During my time with The Last Of Us at PAX East, it became clear that the game was incredibly unforgiving, challenging, and difficult.
Then I realized my controls were inverted. Oops.
Things went a little smoothly after that issue had been fixed, but the game was still kicking my butt. Joel, the game’s protagonist, isn’t a marksman. He doesn’t have an unlimited supply of ammo pouring out of his pockets, nor does he have the ability to regenerate health. In a word, Joel is human, and his humanity helps to create a tense and realistic combat experience.
But it appears that I’m not the only person in the world that has been frustrated with the game’s combat. Several reviews have mentioned that the game isn’t necessarily fun, that the gun controls are frustrating, and that the combat is realistic. In The Last Of Us, you’re not a super soldier with perfect aim.
This brings me to my personal question of the day: Is a game better with or without this realistic gun control? Honestly, you could say that it strictly depends on the game’s material. The Last Of Us is about everyday people finding a way to survive, not kill. The control’s imperfections help enhance the already tense nature of the game. 2012’s The Walking Dead plays in a similar manner. While not an action game, the nature of the game’s point-and-click adventure style doesn’t give you the option to kill every zombie in sight, instead keeping the pace of the game steady and deliberate, allowing you to focus on the characters instead of the action. You could argue that The Last Of Us does the same thing, but instead of an adventure game, it brings the steady and deliberate combat pace to the action genre. While it makes for a fantastic game, as our review indicates, does it make it any fun?
Various forms of multimedia entertainment can be fun, but this isn’t always the case. Movies such as The Road, as well as the book it’s based off of, are the exact opposite of fun. They’re real, grim, and depressing tales that are able to grab ahold of our emotions until the story ends, and it ends with us reaching for a box of tissues. As video games continue to mature, they’re leaving behind the notion that they have to be fun.
The world of video games has been associated with fun since its beginnings. Classics like Pong, Asteroids, and Missile Command are fun. Modern titles such as Borderlands and Burnout are also fun; though, to be fair, these games aren’t really known for their narratives. On the other hand, some know Far Cry 3 for its narrative, thanks in part to its memorable villain Vaas and the transformation of its hero Jason Brody.
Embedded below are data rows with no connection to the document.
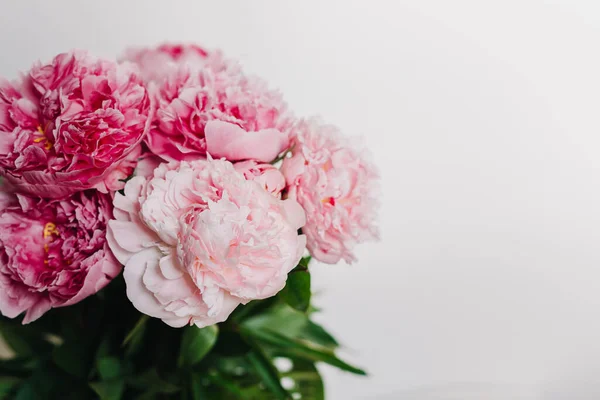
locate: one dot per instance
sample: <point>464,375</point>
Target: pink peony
<point>217,111</point>
<point>158,63</point>
<point>197,239</point>
<point>71,125</point>
<point>52,253</point>
<point>267,175</point>
<point>336,186</point>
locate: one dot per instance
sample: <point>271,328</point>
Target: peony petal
<point>294,213</point>
<point>37,310</point>
<point>139,295</point>
<point>228,140</point>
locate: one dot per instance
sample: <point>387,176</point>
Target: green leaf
<point>267,372</point>
<point>24,340</point>
<point>109,368</point>
<point>135,337</point>
<point>17,367</point>
<point>151,381</point>
<point>289,322</point>
<point>7,385</point>
<point>196,343</point>
<point>73,357</point>
<point>304,262</point>
<point>296,348</point>
<point>109,390</point>
<point>218,379</point>
<point>296,292</point>
<point>308,381</point>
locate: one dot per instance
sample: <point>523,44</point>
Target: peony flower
<point>336,186</point>
<point>52,253</point>
<point>71,125</point>
<point>197,239</point>
<point>217,111</point>
<point>158,63</point>
<point>267,175</point>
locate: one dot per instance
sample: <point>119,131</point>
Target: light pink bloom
<point>220,112</point>
<point>267,175</point>
<point>74,124</point>
<point>52,253</point>
<point>157,63</point>
<point>337,187</point>
<point>197,239</point>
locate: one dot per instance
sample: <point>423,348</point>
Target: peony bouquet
<point>157,219</point>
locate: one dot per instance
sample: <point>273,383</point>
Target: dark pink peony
<point>74,124</point>
<point>218,111</point>
<point>53,253</point>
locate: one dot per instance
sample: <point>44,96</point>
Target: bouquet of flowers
<point>196,182</point>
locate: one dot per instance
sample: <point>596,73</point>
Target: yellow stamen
<point>50,229</point>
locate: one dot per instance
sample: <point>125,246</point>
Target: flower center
<point>41,138</point>
<point>48,233</point>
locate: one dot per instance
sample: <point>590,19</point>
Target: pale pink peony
<point>197,239</point>
<point>74,124</point>
<point>53,253</point>
<point>220,112</point>
<point>157,63</point>
<point>267,175</point>
<point>337,187</point>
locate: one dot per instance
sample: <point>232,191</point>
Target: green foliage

Jason starts the game as a tourist. The first time he kills in Far Cry 3, Jason feels uneasy. The hundredth time is more comfortable. The thousandth? That’s routine for Jason Brody. But there’s a similarity between the first and thousandth bullet fired: Jason is a natural shot. His aim is steady and nerves are calm. Within five minutes of jumping into the game’s open world, you can slit the throat of a tiger, sneak up a hill, jump on top of an unsuspecting gunman, and throw a grenade that kills two others as you shoot the jeep that’s bringing in reinforcements. If Joel is ever able to do that in The Last Of Us then I will run across a major highway in a chicken suit. This is not realistic in the least bit; tigers are incredibly dangerous and can’t be eliminated with such ease. While it’s not realistic, it is a hell of a lot of fun.
But, as I said earlier, video games continue to mature. As they do, they’re starting to tell deeper stories. BioShock Infinite was able to combine a deep message while delivering an entertaining and overall fun gameplay experience. With The Last Of Us, Naughty Dog isn’t aiming for the best of both worlds. They’ve spun a tale that’s going to help gaming, once again, transcend its medium. It’s going to be a worthwhile experience, but don’t expect to have any fun.
So, let’s look back at my original question: Is a game better with or without realistic gun control? Sticking to my first point, it indeed does depend on the game’s material. But while Far Cry 3 and BioShock Infinite make good fun out of turning the main character into an action hero, they have a tendency to eventually become routine. You go through the motions as your superhuman character destroys everything in sight. But if you dare go through the motions in The Last Of Us, you’re going to die. The constant need of perfection can be frustrating, yes, but it leads to a more mature, realistic, and possibly even better gaming experience.